Frequently asked questions

Frequently asked questions about learning from deaths of people with a learning disability (LeDeR)

Anybody with a learning disability who dies, is over the age of four and lives in England can have a LeDeR review.

Every CCG has to complete LeDeR reviews for deaths that are notified from their area.

You can contact your nearest clinical commissioning group, which is listed under the region it is in.

Assuring transformation data is what we call some of the information we collect about people with a learning disability, autism or both who are getting care in hospitals for their mental health or because they have had behaviour that can challenge. You can find the latest information here.

Health and care of people with a learning disability is information which has been collected by GP practices to identify any differences in care and treatment of people with a learning disability compared to the rest of the population.

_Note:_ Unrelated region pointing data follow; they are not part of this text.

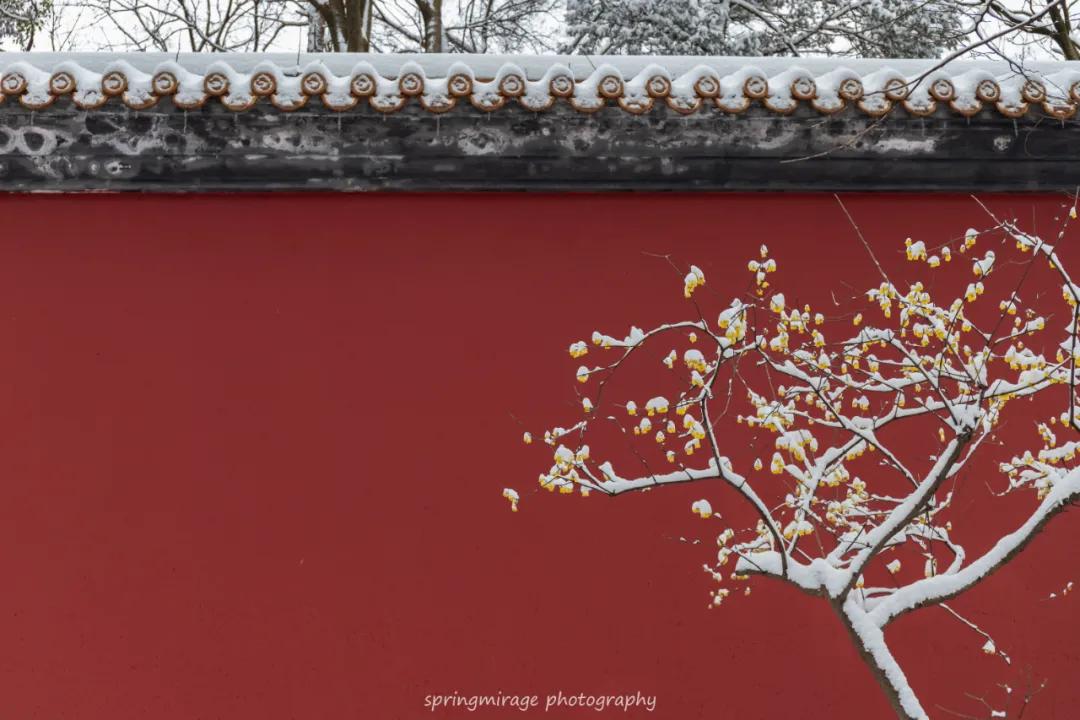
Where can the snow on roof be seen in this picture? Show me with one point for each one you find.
(588, 83)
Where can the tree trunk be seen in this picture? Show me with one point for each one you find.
(869, 641)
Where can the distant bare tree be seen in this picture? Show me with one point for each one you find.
(21, 19)
(192, 25)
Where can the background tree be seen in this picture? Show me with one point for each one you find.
(21, 19)
(871, 418)
(886, 28)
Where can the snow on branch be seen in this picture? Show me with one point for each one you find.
(851, 405)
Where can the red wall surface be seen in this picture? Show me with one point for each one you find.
(253, 449)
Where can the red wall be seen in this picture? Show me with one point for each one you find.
(252, 450)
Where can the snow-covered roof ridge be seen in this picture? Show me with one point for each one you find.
(588, 83)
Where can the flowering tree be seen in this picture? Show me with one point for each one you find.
(871, 418)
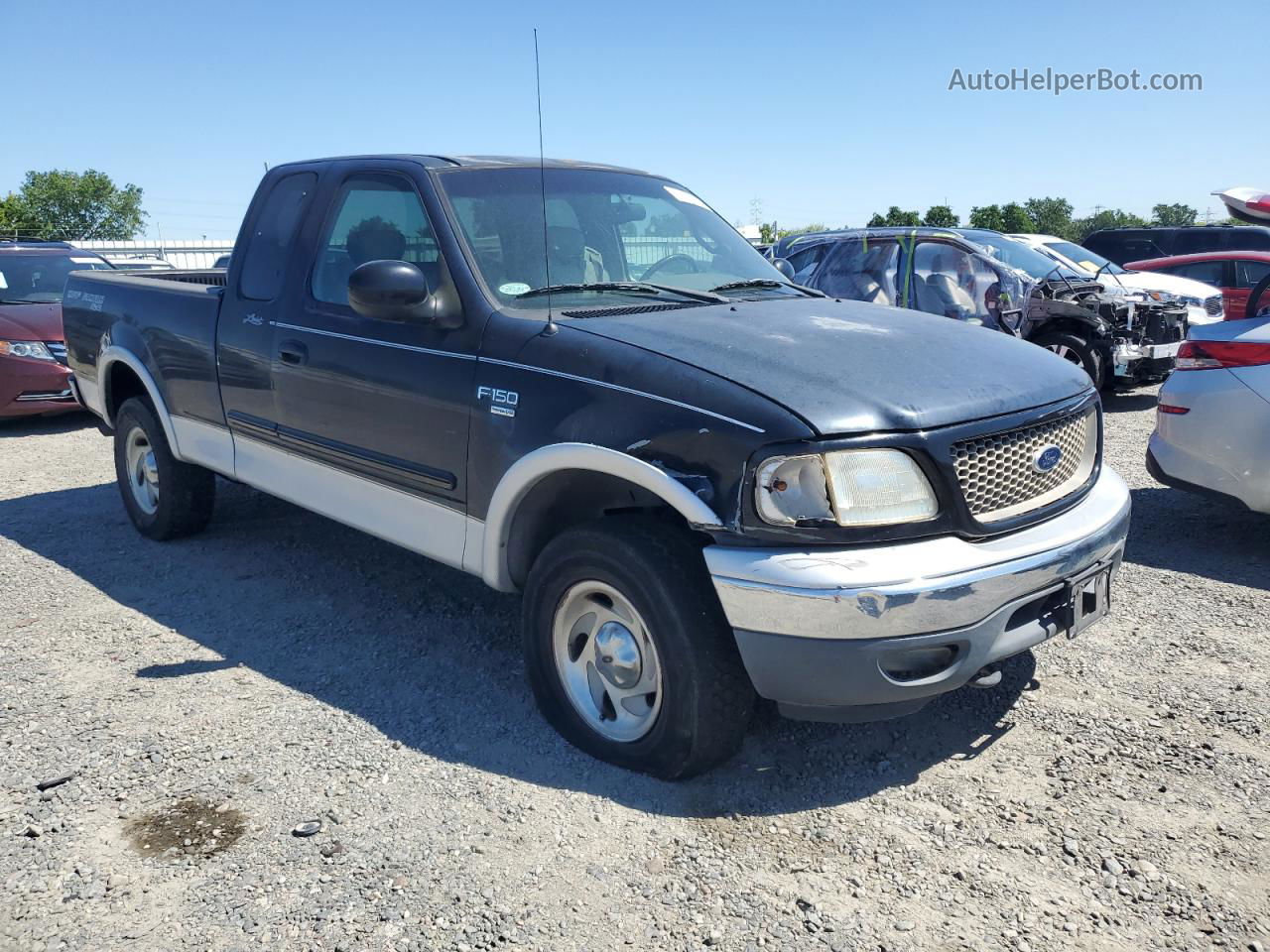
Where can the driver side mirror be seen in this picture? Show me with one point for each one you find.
(390, 291)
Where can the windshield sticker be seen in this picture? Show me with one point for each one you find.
(679, 194)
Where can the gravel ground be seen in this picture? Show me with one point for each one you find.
(208, 696)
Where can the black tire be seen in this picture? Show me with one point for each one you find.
(1078, 350)
(186, 493)
(1259, 298)
(706, 698)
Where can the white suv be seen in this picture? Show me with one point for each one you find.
(1203, 301)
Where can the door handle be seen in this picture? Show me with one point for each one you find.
(293, 352)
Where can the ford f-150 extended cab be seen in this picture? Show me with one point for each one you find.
(578, 382)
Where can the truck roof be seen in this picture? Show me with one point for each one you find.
(479, 162)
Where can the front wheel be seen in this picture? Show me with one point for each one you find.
(164, 497)
(627, 651)
(1078, 350)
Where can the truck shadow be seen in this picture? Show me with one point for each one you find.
(1198, 535)
(46, 425)
(431, 657)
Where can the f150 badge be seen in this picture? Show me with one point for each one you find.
(500, 402)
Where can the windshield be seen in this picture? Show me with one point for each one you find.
(1084, 258)
(40, 278)
(1019, 255)
(602, 227)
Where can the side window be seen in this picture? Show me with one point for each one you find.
(376, 217)
(860, 270)
(1248, 273)
(267, 250)
(807, 261)
(951, 282)
(1207, 272)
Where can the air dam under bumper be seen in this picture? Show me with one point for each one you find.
(864, 634)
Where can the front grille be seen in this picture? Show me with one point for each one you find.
(998, 472)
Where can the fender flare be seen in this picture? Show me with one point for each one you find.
(558, 457)
(117, 354)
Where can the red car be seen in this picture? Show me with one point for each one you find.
(33, 375)
(1234, 272)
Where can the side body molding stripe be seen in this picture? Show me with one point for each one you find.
(529, 470)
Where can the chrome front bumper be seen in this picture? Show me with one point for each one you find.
(915, 587)
(818, 630)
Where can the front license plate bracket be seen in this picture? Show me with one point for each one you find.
(1087, 598)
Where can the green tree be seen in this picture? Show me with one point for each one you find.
(1051, 216)
(1176, 214)
(1106, 218)
(1015, 218)
(898, 218)
(72, 206)
(987, 217)
(9, 214)
(940, 216)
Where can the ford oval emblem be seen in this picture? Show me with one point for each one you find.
(1046, 458)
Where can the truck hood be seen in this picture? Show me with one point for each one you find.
(852, 367)
(31, 321)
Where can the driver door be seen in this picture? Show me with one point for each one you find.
(376, 399)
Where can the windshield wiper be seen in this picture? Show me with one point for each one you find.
(766, 284)
(630, 287)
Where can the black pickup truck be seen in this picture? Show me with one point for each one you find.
(576, 381)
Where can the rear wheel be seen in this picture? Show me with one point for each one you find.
(1076, 350)
(164, 497)
(627, 651)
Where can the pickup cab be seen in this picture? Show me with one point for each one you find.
(578, 382)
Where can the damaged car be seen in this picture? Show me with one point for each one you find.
(985, 278)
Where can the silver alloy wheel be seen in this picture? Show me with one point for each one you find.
(143, 471)
(607, 661)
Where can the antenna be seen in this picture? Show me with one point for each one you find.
(543, 184)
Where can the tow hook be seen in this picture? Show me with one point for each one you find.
(987, 676)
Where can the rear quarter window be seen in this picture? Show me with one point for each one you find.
(264, 262)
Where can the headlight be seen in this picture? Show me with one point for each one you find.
(848, 486)
(24, 348)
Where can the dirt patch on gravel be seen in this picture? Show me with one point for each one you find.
(186, 828)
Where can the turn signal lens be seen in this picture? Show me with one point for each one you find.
(790, 489)
(33, 349)
(879, 488)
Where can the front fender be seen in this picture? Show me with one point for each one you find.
(486, 555)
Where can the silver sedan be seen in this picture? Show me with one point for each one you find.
(1213, 419)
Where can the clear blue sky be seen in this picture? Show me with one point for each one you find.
(824, 112)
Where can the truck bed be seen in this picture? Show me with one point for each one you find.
(168, 318)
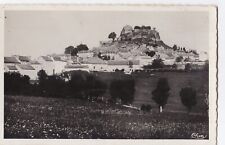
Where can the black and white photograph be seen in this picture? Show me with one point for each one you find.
(146, 72)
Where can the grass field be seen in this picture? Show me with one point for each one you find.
(146, 83)
(38, 117)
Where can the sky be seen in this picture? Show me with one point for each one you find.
(36, 33)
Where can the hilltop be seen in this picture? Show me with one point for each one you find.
(140, 41)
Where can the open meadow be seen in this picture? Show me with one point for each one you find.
(39, 117)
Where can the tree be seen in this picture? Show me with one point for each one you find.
(187, 67)
(112, 36)
(188, 97)
(42, 77)
(77, 84)
(68, 50)
(206, 65)
(82, 47)
(161, 93)
(157, 63)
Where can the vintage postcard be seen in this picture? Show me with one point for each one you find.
(112, 74)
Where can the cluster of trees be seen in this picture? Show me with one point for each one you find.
(14, 83)
(161, 94)
(74, 50)
(83, 85)
(177, 48)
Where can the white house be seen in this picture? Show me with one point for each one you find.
(47, 64)
(59, 64)
(85, 54)
(95, 64)
(75, 67)
(10, 64)
(27, 69)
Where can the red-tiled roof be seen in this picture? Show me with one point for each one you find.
(57, 58)
(34, 62)
(11, 60)
(12, 67)
(47, 58)
(94, 60)
(24, 58)
(26, 67)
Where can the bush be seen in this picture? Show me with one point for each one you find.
(146, 108)
(188, 97)
(123, 89)
(161, 93)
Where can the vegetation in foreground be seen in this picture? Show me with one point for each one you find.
(38, 117)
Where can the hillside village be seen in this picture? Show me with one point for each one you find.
(133, 49)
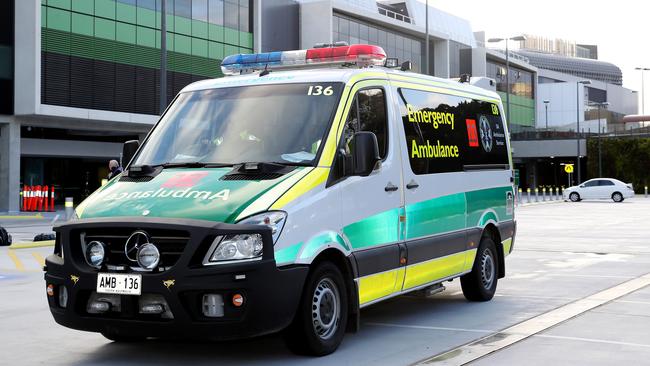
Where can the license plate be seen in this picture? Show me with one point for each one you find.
(122, 284)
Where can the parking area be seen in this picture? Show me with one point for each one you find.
(564, 253)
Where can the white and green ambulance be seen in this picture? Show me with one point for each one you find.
(287, 197)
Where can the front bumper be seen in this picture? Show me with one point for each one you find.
(271, 295)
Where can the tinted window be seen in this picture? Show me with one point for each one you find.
(266, 123)
(446, 133)
(368, 113)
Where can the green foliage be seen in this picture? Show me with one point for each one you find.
(626, 159)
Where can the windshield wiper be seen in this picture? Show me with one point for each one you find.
(195, 164)
(295, 163)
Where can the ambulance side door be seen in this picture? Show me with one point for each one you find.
(371, 205)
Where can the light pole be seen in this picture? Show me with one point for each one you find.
(584, 82)
(600, 155)
(546, 102)
(494, 40)
(163, 56)
(642, 69)
(426, 37)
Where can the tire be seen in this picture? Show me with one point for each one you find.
(481, 283)
(118, 338)
(320, 322)
(5, 238)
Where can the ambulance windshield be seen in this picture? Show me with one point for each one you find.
(267, 123)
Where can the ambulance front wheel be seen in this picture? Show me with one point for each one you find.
(481, 283)
(319, 325)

Information is collected about the progress of reviews in each clinical commissioning group (CCG) area.

This includes:

  • how many deaths the CCG have been told about
  • how many deaths are being reviewed at the time
  • how many reviews have been finished

A LeDeR review might not be started if the death of a person with a learning disability is subject to other investigations such as a police investigation, serious case review, safeguarding adult review, safeguarding adult enquiry, domestic homicide review, serious incident review, coroners’ investigation or child death review.

We know there is still work to do to make sure that the things we are learning can make a difference to people’s lives.  This includes:

  • Making sure that LeDeR reviews, and other investigations that are required by the law, are linked together when they need to be.
  • Collecting evidence from and sharing information with care services so that they can understand that caring for people with a learning disability and their families is everyone’s business.
  • Making sure that we know what health care services are changing and where so that we can tell if the LeDeR programme is helping people to live longer, heathier, happier lives.

We are committed to keeping the LeDeR programme going for at least the next four years.

We are working on lots of different areas of work which are all helping to improve people’s health so that people don’t die of something which could have been treated or prevented in the future.